Lo scambio epistolare tra il Maestro siciliano e il professor Giuseppe Rossi raccontano la sua grande importanza.

Francesco Messina

 

di Alessandro Carli

 

“Caro Professore, accetto il suo entusiastico giudizio sulla mia opera come dimostrazione di straordinaria sensibilità, e la ringrazio. Volesse il cielo che le sue espressioni le accettasse il tempo, solo e indiscutibile giudice della produzione di un artista.
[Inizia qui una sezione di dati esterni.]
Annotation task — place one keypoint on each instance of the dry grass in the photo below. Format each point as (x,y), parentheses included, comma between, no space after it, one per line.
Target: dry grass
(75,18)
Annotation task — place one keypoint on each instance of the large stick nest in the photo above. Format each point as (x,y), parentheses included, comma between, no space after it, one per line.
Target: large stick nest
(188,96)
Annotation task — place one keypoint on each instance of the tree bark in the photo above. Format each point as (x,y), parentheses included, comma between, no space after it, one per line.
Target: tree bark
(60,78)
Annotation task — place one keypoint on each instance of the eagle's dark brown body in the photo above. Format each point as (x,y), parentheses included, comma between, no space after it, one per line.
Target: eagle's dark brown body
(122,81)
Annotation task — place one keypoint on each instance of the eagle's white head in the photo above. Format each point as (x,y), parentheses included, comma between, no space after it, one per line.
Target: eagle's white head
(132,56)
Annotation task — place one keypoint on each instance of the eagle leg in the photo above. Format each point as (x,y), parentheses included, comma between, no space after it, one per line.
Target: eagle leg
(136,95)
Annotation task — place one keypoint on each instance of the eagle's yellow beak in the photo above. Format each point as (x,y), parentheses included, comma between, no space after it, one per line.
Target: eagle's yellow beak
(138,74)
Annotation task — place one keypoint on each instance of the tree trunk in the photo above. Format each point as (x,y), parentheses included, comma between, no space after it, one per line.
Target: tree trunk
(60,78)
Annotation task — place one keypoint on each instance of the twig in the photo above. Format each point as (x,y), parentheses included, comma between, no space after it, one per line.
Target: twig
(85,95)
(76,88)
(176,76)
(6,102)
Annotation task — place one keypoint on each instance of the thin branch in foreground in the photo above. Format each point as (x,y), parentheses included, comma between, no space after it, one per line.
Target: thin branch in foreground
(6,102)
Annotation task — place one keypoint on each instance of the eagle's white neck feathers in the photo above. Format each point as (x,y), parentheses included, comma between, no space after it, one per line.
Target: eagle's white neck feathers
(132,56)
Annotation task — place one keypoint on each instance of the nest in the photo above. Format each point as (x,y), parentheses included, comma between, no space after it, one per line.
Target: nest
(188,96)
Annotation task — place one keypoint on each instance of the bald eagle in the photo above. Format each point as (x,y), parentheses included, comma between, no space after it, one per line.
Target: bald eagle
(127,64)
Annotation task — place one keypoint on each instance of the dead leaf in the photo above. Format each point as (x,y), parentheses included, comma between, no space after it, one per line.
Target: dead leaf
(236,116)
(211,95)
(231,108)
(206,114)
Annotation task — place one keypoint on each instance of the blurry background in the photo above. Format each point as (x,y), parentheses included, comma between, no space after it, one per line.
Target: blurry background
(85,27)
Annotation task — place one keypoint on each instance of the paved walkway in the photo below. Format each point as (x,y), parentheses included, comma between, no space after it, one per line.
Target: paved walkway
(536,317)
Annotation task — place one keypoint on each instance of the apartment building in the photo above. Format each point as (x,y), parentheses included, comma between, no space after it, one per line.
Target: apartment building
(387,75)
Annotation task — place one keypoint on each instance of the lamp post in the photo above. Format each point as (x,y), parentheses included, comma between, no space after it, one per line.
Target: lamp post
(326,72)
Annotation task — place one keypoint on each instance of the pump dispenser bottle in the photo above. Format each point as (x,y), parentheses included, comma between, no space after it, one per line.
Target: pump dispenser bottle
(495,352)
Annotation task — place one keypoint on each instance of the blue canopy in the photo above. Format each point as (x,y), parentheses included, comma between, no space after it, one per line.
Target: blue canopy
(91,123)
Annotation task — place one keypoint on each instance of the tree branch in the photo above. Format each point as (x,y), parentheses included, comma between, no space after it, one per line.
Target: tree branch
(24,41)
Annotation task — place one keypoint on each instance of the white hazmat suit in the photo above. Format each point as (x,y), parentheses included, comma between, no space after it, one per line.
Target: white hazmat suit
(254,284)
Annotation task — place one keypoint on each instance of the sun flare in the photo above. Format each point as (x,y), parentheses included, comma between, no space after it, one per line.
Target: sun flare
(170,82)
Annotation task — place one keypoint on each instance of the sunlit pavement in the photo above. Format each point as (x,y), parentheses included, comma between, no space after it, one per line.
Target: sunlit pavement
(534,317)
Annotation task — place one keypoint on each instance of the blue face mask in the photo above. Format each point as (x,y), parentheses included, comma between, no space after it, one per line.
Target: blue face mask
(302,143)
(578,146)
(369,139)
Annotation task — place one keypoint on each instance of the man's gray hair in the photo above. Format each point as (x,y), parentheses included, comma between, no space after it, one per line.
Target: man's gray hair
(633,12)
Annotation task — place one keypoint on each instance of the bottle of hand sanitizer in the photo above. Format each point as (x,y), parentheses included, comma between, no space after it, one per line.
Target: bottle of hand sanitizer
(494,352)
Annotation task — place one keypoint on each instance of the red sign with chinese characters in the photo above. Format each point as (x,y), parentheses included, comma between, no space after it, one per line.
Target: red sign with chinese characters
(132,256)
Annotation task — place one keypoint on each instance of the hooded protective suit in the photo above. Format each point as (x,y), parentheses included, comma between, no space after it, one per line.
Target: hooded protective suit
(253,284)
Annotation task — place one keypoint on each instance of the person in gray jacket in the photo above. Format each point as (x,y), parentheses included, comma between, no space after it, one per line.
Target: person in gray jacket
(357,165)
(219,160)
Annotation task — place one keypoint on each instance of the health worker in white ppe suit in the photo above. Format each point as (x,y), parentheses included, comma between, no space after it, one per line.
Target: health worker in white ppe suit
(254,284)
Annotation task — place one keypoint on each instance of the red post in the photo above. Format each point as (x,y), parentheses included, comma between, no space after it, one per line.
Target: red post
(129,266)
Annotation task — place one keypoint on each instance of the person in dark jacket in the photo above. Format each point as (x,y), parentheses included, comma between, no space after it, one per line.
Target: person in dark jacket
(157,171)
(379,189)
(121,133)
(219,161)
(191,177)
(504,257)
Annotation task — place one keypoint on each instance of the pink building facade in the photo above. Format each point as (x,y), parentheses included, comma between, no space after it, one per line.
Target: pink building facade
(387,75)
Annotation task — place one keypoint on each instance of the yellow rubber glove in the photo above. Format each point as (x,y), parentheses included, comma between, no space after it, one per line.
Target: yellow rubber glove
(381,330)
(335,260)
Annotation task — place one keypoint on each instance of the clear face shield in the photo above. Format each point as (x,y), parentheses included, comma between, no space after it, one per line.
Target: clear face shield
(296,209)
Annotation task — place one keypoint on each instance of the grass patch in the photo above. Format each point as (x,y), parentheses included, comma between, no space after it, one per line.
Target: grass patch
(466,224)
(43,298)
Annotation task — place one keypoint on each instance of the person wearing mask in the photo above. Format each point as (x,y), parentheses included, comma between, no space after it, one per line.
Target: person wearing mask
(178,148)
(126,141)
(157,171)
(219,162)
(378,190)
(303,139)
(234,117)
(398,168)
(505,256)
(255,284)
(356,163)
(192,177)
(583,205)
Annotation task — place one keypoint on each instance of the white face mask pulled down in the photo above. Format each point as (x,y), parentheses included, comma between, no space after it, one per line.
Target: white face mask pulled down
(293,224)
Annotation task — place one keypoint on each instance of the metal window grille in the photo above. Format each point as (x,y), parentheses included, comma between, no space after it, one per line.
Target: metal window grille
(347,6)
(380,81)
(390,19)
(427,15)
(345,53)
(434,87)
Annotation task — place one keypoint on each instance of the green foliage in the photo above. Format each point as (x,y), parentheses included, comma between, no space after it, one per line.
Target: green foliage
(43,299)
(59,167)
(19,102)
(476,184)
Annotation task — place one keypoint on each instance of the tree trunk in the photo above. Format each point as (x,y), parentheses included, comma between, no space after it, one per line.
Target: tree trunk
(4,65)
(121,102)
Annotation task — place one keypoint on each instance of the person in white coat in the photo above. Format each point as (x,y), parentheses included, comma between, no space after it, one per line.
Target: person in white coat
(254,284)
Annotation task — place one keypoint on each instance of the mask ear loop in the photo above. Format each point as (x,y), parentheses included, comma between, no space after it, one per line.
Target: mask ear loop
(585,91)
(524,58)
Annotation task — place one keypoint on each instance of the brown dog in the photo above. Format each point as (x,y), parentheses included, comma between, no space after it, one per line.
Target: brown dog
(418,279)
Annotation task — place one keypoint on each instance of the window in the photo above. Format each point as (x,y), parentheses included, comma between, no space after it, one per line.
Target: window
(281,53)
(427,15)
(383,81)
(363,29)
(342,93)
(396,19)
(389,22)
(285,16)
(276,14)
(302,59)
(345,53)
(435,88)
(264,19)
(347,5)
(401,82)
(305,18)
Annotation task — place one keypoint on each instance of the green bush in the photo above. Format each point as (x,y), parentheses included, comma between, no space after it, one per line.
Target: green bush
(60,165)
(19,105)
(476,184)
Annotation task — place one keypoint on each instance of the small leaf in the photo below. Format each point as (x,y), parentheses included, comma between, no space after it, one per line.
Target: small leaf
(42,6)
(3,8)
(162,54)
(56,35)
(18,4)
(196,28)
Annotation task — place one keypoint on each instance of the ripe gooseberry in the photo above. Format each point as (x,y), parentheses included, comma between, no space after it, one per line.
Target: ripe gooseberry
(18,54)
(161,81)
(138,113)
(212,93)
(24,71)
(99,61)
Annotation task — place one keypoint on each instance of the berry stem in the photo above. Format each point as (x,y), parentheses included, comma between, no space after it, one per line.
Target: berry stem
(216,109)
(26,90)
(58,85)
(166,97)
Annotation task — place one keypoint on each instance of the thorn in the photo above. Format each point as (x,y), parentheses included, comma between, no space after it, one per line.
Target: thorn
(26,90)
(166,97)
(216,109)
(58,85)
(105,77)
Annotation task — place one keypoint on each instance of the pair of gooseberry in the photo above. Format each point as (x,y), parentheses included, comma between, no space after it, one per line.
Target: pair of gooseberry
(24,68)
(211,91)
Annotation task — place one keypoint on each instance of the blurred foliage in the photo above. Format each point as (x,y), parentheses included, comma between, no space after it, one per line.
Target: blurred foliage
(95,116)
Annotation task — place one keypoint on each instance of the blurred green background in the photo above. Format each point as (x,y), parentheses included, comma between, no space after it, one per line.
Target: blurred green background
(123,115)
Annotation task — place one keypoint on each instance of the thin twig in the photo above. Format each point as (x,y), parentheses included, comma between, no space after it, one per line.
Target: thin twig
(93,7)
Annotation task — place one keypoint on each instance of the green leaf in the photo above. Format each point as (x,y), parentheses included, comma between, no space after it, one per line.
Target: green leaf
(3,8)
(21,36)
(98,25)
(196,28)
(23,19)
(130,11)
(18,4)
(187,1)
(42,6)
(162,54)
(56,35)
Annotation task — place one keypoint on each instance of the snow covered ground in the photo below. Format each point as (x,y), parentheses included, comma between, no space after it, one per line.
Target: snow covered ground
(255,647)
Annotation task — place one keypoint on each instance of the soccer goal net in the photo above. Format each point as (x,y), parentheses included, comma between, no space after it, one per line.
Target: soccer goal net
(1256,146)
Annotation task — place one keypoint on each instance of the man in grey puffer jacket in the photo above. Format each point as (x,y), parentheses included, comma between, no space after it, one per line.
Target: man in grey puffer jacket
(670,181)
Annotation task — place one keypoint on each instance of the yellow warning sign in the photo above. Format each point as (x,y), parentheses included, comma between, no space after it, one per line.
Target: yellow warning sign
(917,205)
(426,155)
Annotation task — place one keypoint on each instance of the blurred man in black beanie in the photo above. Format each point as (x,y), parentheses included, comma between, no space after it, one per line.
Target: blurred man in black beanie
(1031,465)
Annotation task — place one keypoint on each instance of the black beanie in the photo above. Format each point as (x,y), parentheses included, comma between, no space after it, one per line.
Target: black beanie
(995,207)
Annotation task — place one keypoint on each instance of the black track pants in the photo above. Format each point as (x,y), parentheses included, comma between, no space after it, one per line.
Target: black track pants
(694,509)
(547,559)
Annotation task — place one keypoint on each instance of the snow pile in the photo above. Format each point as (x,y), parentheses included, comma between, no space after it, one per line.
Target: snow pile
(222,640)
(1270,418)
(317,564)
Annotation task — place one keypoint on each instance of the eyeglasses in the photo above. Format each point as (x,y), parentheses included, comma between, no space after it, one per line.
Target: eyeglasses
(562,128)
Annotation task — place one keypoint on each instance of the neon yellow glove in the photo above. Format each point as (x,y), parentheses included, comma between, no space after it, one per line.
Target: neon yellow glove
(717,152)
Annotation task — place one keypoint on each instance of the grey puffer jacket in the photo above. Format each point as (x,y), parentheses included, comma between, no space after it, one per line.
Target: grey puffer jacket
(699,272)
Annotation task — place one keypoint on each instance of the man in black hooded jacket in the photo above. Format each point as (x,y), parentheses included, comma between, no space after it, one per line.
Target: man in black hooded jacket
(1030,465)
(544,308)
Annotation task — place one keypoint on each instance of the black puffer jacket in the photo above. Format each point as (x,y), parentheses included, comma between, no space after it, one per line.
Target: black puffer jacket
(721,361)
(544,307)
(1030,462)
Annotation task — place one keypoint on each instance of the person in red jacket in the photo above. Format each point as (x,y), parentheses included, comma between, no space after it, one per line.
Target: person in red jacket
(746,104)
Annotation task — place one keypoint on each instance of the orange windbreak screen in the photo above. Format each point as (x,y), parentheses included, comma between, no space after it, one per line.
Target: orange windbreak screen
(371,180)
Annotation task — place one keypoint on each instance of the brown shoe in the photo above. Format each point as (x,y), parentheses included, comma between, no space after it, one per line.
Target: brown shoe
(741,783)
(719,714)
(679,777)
Le sarò grato se la Repubblica di San Marino, tanto attenta alla cultura, mi facesse l’onore di esporre tale mia scultura nella sua splendida rocca”. Con queste parole il celebre scultore Francesco Messina risponde a una lettera del professor Giuseppe Rossi che, in una missiva riferita al “Grande Nudo Femminile”, scriveva: “Alla perfezione delle forme della donna si accompagna una mollezza di atteggiamento cui conferiscono estremo fascino le braccia leggermente aperte e le stesse mani, bellissime, nel loro rilassato abbandono. Più si guarda questo capolavoro, più lo si guarderebbe. Il linguaggio artistico usato nell’intera composizione non ha un solo attimo di pausa, ma è ognora presente e se stesso con una coerenza che ha del prodigio. Novella Venere che emerge dalla spuma del mare, ripete attraverso le forme un eterno messaggio di umanità che supera l’antichità classica e adegua la figura ad una attualità perenne che certissimamente non subirà l’offesa del tempo. Ella giunge a noi sulle ali di quel vento che è l’ultima forza del vecchio artista, malato di vecchiezza, ma ancora capace di ‘modellare nudi’ per la nostra delizia fatta da un inganno che noi continuiamo ad amare”.

L’opera a cui si riferisce questo scambio epistolare è “Grande Nudo Femminile”, opera in bronzo alta 173 centimetri, acquistata dalla Cassa di Risparmio di San Marino nel 1982 per adornare la sua Galleria, nella quale poi l’Istituto per la Cultura, l’Arte e l’Economia della Cassa stessa ha organizzato una mostra antologica dell’artista – una delle ultime realizzate mentre l’autore era ancora in vita – tutta incentrata sui nudi femminili (16 luglio – 22 settembre 1994).

La scultura “sammarinese” di Francesco Messina (nato a Linguaglossa, Catania, nel 1900 e morto a Milano nel 1995), così carica di echi dell’eredità classica greco-romana ed ellenistica, “si caratterizza”, ha scritto Carlo Carrà, per “un fare semplice e grandioso” e per un “procedimento idealistico e classico” in grado di dar vita a forme che restano come “immagini ideali”.

Allo Stato sammarinese lo scultore ha fornito il bozzetto per una moneta d’argento da 1.000 lire con l’immagine di San Benedetto nel XV centenario della nascita, emessa nel 1980.

Sull’importanza e sull’influenza che ha avuto Francesco Messina nel mondo dell’arte a 360 gradi, due preziosissime “testimonianze”, quella di Giorgio de Chirico e quella di Salvatore Quasimodo. Il primo scrisse che “quello che cerca soprattutto Francesco Messina nella sua scultura è di raggiungere la bellezza dell’aspetto plastico con le forme giuste e finite; la finezza del modellato, il carattere risultante dall’osservazione acuta e dalla lunga elaborazione; il tutto unito ad eleganza e buon gusto; questi due fattori sono indispensabili ad ogni vero artista… A forza di lavoro, di polimento della forma, di acutezza plastica d’ogni angolo della scultura, le statue di Francesco Messina nascono come creazioni piacevoli a guardarsi, a toccarsi, a fiutarsi; hanno infatti anche un ‘buon odore’…”.

In quanto a Salvatore Quasimodo infine, “le sue opere ci rivelano in quale direzioni si va definendo l’arte di questo grande scultore. In quella sorta di purgatorio dove lo hanno relegato la maggior parte dei suoi esegeti con un verismo da distruggere e una tecnica da aggregare, Messina ha lungamente ragionato con i modelli dell’antica arte ellenica”.